Des stations-service à sec, des files interminables et la colère des automobilistes . C’est ce qui se résume la crise de carburant en cours dans le pays.
Depuis lundi, la Guinée fait face à une nouvelle crise du carburant. Le mouvement de grève déclenché par les conducteurs de citernes les principaux distributeurs d’essence et de gasoil du pays plonge la capitale dans la confusion. Ce mardi 7 octobre 2025, à Conakry, de nombreuses stations-service affichent déjà « rupture de stock », tandis que les rares encore ouvertes sont prises d’assaut.

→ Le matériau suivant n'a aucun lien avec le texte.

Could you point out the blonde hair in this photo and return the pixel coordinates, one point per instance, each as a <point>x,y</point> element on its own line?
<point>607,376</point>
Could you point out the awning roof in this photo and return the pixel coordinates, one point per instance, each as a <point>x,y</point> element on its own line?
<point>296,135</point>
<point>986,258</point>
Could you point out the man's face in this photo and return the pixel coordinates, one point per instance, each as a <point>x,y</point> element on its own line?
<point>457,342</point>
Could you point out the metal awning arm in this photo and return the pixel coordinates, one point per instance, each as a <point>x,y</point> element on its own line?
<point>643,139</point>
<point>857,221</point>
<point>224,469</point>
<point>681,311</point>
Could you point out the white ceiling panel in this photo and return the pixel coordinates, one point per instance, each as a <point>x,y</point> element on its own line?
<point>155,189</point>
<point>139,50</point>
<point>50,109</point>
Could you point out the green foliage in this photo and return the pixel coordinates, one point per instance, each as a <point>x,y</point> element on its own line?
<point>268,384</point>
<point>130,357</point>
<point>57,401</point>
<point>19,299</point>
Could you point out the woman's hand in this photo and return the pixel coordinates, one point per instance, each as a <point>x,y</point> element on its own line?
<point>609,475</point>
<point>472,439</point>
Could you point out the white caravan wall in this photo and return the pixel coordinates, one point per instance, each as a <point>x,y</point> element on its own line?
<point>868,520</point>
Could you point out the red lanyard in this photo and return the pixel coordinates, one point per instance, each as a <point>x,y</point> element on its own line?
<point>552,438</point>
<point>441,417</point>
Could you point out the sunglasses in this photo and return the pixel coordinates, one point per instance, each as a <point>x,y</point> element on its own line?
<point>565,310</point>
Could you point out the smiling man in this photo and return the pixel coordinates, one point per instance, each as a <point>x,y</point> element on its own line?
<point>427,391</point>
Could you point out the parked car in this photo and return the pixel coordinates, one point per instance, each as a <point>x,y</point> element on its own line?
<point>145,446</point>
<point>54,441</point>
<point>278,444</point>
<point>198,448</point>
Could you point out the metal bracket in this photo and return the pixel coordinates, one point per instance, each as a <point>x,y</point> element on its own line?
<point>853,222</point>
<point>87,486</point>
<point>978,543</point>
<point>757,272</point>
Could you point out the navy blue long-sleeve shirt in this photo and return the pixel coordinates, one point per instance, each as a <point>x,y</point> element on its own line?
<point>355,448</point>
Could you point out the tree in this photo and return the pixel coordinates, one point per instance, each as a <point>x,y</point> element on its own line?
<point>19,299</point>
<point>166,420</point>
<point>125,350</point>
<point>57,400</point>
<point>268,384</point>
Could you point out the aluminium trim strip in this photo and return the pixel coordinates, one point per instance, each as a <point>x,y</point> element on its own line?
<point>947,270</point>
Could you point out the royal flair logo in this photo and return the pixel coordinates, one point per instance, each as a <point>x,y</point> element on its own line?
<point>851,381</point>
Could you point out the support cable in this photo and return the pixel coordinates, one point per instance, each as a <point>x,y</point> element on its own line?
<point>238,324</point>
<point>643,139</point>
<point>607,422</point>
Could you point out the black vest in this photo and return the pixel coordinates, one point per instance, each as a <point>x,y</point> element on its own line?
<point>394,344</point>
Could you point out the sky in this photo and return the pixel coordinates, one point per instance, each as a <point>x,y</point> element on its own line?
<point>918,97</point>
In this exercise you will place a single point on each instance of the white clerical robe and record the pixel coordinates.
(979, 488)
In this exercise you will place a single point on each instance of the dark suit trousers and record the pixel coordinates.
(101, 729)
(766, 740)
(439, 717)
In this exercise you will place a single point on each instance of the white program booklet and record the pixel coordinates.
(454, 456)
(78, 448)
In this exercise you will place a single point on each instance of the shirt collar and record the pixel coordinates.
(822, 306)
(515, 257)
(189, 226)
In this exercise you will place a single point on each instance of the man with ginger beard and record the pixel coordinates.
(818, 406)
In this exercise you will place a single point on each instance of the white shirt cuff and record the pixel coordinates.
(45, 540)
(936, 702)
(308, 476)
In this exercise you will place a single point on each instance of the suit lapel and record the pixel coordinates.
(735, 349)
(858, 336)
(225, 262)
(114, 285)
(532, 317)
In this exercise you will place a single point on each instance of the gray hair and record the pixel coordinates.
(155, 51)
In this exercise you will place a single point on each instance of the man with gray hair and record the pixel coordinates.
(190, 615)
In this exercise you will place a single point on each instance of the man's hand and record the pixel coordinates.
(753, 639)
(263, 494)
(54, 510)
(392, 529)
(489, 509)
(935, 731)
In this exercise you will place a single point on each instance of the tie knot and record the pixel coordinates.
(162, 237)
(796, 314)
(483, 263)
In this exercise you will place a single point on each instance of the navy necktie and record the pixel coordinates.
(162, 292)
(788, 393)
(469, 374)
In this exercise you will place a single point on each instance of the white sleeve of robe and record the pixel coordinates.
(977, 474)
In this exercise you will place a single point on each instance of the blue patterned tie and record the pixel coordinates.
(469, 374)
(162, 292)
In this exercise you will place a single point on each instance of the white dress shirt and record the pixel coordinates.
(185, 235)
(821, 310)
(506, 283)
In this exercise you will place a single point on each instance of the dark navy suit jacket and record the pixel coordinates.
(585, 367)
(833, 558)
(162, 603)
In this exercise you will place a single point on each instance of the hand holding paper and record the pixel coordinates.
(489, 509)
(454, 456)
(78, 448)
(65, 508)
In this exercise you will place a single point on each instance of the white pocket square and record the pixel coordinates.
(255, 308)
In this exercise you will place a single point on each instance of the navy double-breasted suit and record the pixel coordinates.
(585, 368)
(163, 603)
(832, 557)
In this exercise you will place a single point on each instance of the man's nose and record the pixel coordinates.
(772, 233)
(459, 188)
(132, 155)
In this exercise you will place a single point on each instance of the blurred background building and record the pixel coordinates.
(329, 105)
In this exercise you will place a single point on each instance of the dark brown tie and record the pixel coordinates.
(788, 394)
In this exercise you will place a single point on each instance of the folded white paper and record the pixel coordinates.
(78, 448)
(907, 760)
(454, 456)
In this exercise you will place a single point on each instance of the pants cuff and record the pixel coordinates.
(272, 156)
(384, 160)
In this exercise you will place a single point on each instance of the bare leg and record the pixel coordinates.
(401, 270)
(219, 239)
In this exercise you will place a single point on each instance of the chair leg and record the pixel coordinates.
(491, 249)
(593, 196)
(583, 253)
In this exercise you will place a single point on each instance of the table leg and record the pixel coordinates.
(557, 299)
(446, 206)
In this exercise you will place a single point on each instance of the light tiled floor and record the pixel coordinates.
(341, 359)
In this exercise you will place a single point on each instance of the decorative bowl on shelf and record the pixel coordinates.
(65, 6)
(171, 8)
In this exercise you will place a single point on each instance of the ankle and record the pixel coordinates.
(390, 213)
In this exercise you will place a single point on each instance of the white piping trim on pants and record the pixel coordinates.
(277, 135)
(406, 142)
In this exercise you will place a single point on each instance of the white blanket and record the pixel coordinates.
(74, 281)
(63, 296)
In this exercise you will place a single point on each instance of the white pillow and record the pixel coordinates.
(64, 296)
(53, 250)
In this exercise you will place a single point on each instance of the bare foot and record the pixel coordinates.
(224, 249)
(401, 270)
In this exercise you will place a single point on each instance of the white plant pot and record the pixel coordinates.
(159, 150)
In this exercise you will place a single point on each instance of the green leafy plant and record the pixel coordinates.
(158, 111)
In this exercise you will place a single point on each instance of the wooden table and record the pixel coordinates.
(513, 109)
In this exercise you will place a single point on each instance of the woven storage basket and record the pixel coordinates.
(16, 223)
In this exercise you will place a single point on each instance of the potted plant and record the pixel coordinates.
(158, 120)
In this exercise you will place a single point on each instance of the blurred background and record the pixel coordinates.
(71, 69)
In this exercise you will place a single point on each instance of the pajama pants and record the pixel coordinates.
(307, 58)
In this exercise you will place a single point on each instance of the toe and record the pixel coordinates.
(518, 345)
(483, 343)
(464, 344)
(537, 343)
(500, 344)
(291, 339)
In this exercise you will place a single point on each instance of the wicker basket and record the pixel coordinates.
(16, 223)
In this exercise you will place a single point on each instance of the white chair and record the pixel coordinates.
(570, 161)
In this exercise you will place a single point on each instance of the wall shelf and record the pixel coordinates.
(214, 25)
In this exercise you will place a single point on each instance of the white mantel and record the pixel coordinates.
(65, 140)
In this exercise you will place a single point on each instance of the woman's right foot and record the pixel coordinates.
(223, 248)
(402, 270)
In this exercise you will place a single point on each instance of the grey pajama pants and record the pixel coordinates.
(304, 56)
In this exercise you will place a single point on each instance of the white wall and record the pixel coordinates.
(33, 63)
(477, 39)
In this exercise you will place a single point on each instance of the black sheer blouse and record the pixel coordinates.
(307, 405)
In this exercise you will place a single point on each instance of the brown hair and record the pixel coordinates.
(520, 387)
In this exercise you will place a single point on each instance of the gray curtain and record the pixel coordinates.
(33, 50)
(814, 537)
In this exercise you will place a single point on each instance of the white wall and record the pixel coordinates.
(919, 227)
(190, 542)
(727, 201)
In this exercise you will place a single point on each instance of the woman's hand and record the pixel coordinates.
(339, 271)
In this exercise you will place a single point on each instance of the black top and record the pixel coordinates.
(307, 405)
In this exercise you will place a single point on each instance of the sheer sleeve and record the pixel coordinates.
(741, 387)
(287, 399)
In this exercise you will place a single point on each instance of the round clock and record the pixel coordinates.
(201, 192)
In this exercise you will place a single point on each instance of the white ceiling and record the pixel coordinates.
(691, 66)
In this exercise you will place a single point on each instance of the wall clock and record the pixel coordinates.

« Je suis là depuis cinq heures du matin, et le carburant vient juste de finir », raconte Amadou Diallo, chauffeur de taxi rencontré à la station de Hamdallaye, le visage crispé par la fatigue. Autour de lui, des dizaines de conducteurs attendent toujours, jerrican à la main, dans l’espoir d’obtenir quelques litres avant la fermeture.
Les raisons de la grève
Les conducteurs de citernes dénoncent des conditions de travail jugées « intenables » et réclament le paiement de primes et d’indemnités promises depuis plusieurs mois. « Nous passons des journées entières sur la route sans sécurité ni compensation adéquate. Trop, c’est trop », confie un gréviste sous couvert d’anonymat.
Les discussions engagées lundi avec les autorités n’ont pas encore abouti. Du côté du gouvernement, le ministère de l’Énergie et des Hydrocarbures affirme « suivre la situation de près » et appelle au dialogue pour un retour rapide à la normale.
Un impact immédiat sur le quotidien
La grève a déjà des répercussions visibles sur la vie quotidienne. De nombreux taxis et motos-taxis ont réduit leurs activités, provoquant une flambée des prix du transport. Dans certains quartiers périphériques, le litre d’essence se vend désormais à plus du double du tarif officiel, parfois jusqu’à 25 000 francs guinéens sur le marché noir.
« Si ça continue comme ça, on ne pourra plus travailler », se plaint Mariama, vendeuse ambulante à Madina. « Tout augmente, et même se déplacer devient un luxe. »
Les habitants redoutent une crise prolongée
Pour beaucoup, cette pénurie rappelle les crises récurrentes de ces dernières années. À Conakry comme à l’intérieur du pays, l’inquiétude grandit face à la possibilité d’un blocage prolongé.
En attendant une issue, les automobilistes s’organisent comme ils peuvent : covoiturage improvisé, stockage préventif ou encore recours au marché parallèle. Mais tous partagent la même crainte celle de voir la capitale paralysée encore plusieurs jours.